Re: [PATCH] clarify palloc comment on quote_literal_cstr

From
Michael Paquier
Date:
On Tue, Apr 08, 2025 at 01:26:59AM -0400, Tom Lane wrote:
> +1.  When I saw the patch I was mainly afraid that pgindent would
> make a hash of it.

Yes.  I was actually surprised to see that it did not mess up with the
code generated.
--
Michael

Attachment

Re: [PATCH] clarify palloc comment on quote_literal_cstr

From
Ashutosh Bapat
Date:
On Tue, Apr 8, 2025 at 10:49 AM Michael Paquier <michael@paquier.xyz> wrote:
>
> On Tue, Apr 08, 2025 at 08:47:53AM +0530, Ashutosh Bapat wrote:
> > Thanks for addressing the comment.
> >
> > In PG code, we start a multiline comment with just /* on the first
> > line and end with just */ on the last line.
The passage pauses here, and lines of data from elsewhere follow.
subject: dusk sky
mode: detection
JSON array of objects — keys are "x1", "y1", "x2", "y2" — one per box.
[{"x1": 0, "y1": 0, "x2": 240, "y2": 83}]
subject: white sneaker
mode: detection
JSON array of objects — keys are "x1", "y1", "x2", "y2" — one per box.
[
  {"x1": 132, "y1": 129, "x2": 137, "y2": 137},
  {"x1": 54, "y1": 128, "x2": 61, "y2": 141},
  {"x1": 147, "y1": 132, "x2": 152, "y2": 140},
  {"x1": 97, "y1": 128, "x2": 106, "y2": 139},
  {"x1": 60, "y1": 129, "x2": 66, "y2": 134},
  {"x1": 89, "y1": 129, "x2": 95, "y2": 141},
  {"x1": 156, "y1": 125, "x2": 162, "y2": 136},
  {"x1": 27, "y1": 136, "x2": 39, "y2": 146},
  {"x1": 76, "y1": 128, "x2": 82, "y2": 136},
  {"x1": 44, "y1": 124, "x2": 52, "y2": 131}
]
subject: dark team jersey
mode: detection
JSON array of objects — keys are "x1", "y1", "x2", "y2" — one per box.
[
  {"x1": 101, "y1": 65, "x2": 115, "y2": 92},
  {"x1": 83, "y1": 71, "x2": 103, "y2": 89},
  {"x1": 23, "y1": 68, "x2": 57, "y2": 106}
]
All the lines in-between
> > start with * . Please check other comments in the file.
> >
> > I would write a., b. c. d. on separate lines.
>
> Hmm.  I don't think that grouping all these details in the same
> comment block is an improvement in this case compared to the first
> version, where it is clear which part of the calculation applies to
> what.  In short, I'm OK with how things are on HEAD.

Ah! I didn't realize it was committed already.

--
Best Wishes,
Ashutosh Bapat